Rettungsfonds Oettinger warnt vor italienischer Staatspleite

Der Energiekommissar der Europäischen Union wird nun auch finanzpolitisch aktiv: Günther Oettinger warnt öffentlich vor einem Zahlungsausfall Italiens. Dieser würde "die Eurozone wahrscheinlich sprengen", so der Christdemokrat.

Düsseldorf - Die Europäische Währungsunion könnte einen Zahlungsausfall Italiens nach Ansicht von EU-Energiekommissar Günther Oettinger wohl nicht verkraften. "Eine italienische Staatspleite würde die Eurozone wahrscheinlich sprengen, weil Italien dann als Geberland des Europäischen Rettungsfonds EFSF ausfallen würde", sagte Oettinger dem "Handelsblatt".

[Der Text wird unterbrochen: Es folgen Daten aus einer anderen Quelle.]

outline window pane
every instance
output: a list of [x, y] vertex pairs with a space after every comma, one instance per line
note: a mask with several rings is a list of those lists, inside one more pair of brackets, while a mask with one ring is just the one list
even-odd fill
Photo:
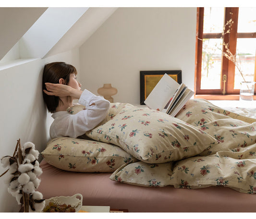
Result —
[[203, 39], [201, 89], [220, 89], [221, 39]]
[[237, 32], [256, 32], [256, 8], [239, 8]]
[[224, 8], [204, 8], [204, 33], [222, 33]]
[[[253, 81], [255, 68], [256, 38], [238, 38], [236, 44], [236, 60], [246, 81]], [[235, 68], [234, 89], [240, 89], [243, 78]]]

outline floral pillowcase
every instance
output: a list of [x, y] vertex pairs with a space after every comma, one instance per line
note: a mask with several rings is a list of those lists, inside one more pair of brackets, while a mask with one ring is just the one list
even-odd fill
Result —
[[49, 164], [74, 172], [112, 172], [137, 160], [118, 146], [69, 137], [52, 139], [41, 154]]
[[218, 141], [205, 132], [166, 113], [130, 104], [86, 135], [120, 146], [149, 163], [175, 161], [196, 155]]

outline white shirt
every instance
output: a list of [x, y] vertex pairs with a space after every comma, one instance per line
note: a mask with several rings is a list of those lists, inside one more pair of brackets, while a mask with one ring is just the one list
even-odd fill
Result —
[[[85, 89], [78, 103], [86, 108], [75, 114], [66, 111], [60, 111], [51, 116], [54, 119], [50, 127], [50, 137], [77, 138], [95, 128], [106, 117], [110, 102], [103, 97], [97, 96]], [[95, 105], [90, 106], [92, 103]]]

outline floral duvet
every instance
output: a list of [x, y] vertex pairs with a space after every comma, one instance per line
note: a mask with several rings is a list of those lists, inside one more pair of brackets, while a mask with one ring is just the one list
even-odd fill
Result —
[[204, 99], [190, 100], [175, 117], [131, 104], [111, 104], [86, 134], [136, 158], [112, 180], [142, 186], [211, 186], [256, 193], [256, 119]]

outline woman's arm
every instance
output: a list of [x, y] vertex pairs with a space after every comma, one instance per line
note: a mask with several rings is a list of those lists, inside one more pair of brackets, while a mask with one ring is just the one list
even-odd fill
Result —
[[55, 96], [57, 97], [71, 96], [77, 99], [79, 99], [83, 91], [77, 90], [65, 85], [61, 84], [45, 83], [46, 90], [44, 92], [48, 95]]
[[73, 115], [64, 111], [54, 116], [50, 129], [51, 138], [61, 136], [76, 138], [84, 134], [105, 118], [110, 105], [103, 97], [97, 96], [86, 89], [78, 102], [86, 109]]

Der Kommissar sprach sich dennoch strikt dagegen aus, das Volumen des EFSF über die geplanten 440 Milliarden Euro hinaus weiter zu erhöhen: "Der Fonds reicht für Portugal, Griechenland und Irland problemlos aus und hat darüber hinaus noch reichlich Kapazitäten", sagte Oettinger. Allerdings könne man prüfen, ob der EFSF sich bei der Europäischen Zentralbank (EZB) die nötigen finanziellen Mittel für seine Interventionen an den Finanzmärkten besorgen könne.

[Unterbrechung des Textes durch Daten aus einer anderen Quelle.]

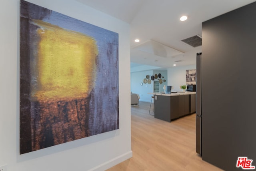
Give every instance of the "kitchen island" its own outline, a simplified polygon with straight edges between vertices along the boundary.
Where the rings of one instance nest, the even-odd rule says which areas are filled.
[[[196,92],[150,93],[154,94],[155,118],[170,122],[196,112]]]

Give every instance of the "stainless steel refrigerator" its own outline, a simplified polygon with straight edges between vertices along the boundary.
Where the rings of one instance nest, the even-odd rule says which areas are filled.
[[[202,53],[196,54],[196,151],[202,156]]]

Geplant ist, dass der EFSF ab Oktober Anleihen von finanziell angeschlagenen Euro-Staaten kauft, um die Kurse zu stützen. Eventuell könne sich der EFSF dafür wie eine Geschäftsbank bei der EZB refinanzieren, meinte Oettinger. "Der Vorschlag ist nicht abwegig. Ich habe zwar noch nicht alle Expertenmeinungen dazu gehört. Man sollte aber darüber nachdenken."